Ann moved to a nearby town and had three children with husband Bob Browning, later finding work as a school assistant. The three boys served stints in the Army and the RAF before going their separate ways. Dad-of-five Ernest worked at a power station and settled in Abingdon, Oxfordshire. Dad-of-three Paul started life as a boatbuilder but went on to work as an animal breeder near his home in Cambridgeshire. And dad-of-two Michael emigrated to South Africa where he worked for Kodak film. Between them, the quads now have 13 children, 23 grandchildren, and three great-grandchildren. Their father Walter died aged 64 while their Mother Doris passed away at the age of 74.

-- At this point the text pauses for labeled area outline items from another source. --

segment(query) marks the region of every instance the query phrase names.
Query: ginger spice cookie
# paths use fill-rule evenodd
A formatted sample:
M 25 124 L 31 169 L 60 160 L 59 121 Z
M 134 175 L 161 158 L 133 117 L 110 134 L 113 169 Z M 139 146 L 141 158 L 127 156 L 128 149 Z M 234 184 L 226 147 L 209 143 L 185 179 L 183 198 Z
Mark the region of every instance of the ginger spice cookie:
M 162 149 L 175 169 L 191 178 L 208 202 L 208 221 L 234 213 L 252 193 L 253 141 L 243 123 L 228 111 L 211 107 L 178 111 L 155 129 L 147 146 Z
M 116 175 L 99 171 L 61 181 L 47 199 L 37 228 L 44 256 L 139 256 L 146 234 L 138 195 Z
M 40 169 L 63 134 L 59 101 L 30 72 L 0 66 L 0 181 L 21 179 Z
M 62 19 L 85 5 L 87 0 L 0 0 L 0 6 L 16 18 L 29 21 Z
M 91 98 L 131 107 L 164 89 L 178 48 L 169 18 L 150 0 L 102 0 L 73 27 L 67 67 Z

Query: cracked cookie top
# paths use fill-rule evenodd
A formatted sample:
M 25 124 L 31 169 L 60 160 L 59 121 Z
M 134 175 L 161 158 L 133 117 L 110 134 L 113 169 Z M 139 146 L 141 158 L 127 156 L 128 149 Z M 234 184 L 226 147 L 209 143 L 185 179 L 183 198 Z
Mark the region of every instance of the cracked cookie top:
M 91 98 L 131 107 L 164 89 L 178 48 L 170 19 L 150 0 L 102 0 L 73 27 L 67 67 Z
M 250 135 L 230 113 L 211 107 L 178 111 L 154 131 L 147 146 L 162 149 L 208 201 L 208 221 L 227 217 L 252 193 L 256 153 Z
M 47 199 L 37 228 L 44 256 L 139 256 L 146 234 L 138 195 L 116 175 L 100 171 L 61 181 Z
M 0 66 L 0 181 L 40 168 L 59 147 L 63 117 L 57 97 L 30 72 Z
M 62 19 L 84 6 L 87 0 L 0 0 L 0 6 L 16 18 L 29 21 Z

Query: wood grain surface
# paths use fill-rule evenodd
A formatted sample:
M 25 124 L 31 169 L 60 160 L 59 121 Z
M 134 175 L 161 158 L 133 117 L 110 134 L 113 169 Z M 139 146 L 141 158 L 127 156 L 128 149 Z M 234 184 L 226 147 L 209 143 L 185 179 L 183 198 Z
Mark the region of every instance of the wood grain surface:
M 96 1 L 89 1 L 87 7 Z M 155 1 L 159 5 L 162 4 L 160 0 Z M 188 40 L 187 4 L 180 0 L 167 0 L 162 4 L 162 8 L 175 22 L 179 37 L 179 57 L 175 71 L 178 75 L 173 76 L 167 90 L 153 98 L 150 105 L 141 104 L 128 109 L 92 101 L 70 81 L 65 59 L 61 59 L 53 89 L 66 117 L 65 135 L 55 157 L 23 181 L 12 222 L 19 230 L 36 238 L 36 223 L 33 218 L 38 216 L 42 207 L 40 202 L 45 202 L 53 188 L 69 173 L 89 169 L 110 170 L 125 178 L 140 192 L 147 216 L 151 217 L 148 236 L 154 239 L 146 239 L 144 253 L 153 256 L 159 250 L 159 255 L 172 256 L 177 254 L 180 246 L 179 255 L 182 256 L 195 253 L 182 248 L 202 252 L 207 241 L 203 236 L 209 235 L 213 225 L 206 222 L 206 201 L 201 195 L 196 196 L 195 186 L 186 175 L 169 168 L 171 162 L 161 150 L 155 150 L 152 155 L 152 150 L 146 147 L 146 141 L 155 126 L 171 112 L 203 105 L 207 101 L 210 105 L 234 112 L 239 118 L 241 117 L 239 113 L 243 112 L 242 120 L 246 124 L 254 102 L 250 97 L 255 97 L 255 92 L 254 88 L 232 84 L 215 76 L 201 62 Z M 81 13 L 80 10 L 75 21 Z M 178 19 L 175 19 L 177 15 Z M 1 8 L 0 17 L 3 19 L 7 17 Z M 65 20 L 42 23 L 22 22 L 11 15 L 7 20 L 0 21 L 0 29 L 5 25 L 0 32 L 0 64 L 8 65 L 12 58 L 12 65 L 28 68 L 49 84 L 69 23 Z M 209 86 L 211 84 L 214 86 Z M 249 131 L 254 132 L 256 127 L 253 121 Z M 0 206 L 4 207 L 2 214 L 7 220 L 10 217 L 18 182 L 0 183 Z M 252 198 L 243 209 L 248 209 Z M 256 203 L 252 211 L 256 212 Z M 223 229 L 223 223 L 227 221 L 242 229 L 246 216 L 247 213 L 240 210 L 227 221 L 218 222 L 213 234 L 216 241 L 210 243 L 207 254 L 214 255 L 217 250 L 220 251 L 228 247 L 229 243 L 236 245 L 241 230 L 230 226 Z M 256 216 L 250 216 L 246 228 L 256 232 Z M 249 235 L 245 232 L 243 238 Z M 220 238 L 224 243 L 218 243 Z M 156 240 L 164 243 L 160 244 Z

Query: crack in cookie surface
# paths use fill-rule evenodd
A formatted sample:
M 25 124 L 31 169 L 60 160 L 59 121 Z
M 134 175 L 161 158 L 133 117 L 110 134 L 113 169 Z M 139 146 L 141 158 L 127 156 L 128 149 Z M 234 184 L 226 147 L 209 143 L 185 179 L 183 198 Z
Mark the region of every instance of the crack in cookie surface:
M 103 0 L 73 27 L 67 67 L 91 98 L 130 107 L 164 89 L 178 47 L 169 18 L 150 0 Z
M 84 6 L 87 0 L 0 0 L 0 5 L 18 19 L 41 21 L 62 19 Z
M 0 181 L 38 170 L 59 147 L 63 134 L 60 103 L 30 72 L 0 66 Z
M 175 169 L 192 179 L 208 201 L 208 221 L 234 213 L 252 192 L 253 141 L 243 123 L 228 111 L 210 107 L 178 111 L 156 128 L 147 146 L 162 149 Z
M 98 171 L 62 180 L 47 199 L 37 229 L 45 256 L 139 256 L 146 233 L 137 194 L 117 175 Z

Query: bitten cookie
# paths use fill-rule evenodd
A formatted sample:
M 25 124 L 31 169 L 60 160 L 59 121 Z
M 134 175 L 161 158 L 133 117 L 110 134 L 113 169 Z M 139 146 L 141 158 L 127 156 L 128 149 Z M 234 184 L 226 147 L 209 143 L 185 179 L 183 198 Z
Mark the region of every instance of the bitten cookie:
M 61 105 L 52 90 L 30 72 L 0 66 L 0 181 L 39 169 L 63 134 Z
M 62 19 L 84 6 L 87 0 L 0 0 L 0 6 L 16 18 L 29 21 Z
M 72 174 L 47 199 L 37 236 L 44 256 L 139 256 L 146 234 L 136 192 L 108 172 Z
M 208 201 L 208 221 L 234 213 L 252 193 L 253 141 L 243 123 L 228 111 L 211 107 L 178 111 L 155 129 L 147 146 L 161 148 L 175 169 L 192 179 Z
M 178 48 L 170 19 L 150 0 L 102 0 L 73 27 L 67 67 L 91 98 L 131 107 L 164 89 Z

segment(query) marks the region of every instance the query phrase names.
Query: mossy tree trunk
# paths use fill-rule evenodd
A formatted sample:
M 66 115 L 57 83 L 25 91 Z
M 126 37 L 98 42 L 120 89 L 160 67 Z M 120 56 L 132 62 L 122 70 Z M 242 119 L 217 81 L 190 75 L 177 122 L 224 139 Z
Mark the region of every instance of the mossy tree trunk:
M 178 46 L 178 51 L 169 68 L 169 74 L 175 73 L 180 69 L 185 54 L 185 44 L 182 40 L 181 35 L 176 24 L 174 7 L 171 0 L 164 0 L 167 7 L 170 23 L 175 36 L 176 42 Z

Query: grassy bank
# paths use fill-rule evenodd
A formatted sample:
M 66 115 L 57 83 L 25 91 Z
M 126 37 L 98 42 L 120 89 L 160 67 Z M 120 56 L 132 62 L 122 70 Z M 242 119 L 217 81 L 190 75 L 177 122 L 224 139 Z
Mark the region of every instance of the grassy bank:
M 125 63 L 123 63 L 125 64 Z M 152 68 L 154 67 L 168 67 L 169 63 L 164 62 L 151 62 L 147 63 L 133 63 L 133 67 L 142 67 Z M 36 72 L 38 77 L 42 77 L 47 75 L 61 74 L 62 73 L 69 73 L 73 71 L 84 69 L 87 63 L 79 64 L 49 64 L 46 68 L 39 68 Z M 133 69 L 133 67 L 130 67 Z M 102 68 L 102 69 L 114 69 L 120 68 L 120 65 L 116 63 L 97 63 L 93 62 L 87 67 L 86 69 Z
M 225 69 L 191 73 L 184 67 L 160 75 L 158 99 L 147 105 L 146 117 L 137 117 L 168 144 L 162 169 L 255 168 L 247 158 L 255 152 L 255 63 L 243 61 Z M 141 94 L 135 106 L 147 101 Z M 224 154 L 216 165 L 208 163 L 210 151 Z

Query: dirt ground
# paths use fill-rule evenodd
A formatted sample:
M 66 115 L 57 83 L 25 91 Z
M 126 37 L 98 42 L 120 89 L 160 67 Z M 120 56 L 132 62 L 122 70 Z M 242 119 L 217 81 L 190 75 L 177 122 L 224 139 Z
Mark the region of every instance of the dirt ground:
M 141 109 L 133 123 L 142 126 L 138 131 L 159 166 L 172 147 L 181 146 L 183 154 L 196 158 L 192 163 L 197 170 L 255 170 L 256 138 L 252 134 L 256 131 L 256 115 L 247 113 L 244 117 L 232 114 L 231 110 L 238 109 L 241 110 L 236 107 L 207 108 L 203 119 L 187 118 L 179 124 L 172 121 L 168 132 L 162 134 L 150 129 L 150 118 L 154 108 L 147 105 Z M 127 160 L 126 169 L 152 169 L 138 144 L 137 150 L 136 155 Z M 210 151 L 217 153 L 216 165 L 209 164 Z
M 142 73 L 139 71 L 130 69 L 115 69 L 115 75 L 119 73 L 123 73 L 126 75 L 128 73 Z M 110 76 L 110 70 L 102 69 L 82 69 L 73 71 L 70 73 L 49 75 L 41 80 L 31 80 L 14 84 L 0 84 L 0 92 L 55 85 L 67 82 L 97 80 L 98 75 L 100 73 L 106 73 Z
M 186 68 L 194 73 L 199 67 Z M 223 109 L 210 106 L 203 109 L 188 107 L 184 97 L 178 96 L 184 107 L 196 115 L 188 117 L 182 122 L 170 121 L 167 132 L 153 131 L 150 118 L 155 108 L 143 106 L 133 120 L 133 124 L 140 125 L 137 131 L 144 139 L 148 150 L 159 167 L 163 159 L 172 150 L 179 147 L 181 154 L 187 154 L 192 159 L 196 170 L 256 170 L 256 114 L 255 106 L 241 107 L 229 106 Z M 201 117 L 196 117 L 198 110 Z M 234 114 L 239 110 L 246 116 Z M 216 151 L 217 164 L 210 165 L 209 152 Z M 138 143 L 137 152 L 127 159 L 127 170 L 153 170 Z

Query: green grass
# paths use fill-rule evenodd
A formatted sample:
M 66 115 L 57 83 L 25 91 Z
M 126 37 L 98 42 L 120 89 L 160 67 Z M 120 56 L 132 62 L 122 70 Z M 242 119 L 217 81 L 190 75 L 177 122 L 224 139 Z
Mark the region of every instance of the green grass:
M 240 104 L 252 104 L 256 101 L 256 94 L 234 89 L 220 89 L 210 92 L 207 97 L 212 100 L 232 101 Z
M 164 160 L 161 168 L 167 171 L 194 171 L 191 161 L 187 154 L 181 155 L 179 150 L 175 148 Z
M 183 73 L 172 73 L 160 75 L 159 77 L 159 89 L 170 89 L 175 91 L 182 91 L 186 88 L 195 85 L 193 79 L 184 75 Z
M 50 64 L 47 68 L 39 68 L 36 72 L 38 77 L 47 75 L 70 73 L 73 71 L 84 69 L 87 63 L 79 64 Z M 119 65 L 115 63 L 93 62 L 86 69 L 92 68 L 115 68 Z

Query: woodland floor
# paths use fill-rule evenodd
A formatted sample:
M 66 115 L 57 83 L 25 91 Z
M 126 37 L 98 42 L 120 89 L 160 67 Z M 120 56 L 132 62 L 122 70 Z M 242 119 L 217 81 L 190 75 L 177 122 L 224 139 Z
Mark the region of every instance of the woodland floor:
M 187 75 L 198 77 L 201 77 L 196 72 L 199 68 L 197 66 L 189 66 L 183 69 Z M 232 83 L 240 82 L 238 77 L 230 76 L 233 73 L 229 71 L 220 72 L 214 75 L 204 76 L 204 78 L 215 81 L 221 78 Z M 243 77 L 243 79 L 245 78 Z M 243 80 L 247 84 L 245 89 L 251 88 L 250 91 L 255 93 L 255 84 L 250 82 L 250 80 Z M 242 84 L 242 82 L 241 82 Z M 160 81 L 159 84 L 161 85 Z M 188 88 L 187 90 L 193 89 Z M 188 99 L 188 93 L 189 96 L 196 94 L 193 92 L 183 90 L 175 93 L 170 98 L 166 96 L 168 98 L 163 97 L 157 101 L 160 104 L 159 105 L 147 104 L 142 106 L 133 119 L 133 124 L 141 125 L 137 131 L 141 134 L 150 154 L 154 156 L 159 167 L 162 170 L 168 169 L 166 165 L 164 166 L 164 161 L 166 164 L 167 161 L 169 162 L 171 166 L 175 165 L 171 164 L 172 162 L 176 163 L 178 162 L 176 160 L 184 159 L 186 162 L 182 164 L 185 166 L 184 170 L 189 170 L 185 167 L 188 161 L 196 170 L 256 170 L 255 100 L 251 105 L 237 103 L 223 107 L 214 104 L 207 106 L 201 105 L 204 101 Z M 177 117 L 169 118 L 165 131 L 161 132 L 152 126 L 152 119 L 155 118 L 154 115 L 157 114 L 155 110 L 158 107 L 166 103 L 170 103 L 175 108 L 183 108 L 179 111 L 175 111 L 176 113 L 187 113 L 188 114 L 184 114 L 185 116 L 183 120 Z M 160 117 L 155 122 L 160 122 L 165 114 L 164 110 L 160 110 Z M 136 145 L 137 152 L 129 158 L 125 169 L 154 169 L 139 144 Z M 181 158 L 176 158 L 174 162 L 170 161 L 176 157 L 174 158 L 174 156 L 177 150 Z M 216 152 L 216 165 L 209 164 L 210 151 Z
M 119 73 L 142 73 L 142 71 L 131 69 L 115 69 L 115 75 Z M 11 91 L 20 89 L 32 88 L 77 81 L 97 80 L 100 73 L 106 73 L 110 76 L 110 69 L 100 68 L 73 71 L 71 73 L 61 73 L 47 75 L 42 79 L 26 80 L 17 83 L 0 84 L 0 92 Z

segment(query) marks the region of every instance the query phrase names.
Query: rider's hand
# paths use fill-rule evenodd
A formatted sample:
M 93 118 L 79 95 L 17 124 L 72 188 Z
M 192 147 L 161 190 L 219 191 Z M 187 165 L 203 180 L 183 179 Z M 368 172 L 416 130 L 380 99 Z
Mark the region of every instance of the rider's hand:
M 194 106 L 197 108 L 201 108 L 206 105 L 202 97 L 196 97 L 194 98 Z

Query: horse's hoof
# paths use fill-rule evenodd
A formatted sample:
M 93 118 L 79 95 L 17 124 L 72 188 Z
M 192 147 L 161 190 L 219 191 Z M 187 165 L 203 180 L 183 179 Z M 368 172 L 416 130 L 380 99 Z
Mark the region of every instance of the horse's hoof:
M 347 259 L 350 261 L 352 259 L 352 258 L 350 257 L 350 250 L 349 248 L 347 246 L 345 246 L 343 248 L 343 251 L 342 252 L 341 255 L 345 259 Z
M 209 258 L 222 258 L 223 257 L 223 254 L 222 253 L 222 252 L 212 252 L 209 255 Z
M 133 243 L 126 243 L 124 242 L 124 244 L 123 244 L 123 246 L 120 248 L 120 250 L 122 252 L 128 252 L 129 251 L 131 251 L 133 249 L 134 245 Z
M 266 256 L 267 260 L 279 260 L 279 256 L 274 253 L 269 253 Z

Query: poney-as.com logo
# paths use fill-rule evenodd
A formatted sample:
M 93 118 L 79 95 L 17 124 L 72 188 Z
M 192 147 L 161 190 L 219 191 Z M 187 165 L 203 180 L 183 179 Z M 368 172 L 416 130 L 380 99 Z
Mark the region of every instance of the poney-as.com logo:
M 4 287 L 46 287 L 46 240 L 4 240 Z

The St Neots quads are thought to be the oldest quads in the world.

Michael died on 20 September 2025, Paul on 29 September and Ann on Christmas Day that same year.

==Other multiple births==

The St Neots Quads were the first quadruplets to survive in the United Kingdom, but two other surviving multiple births had taken place. The Dionne quintuplets, identical girls, had been born in Canada on 28 May 1934, and the Johnson quadruplets in New Zealand.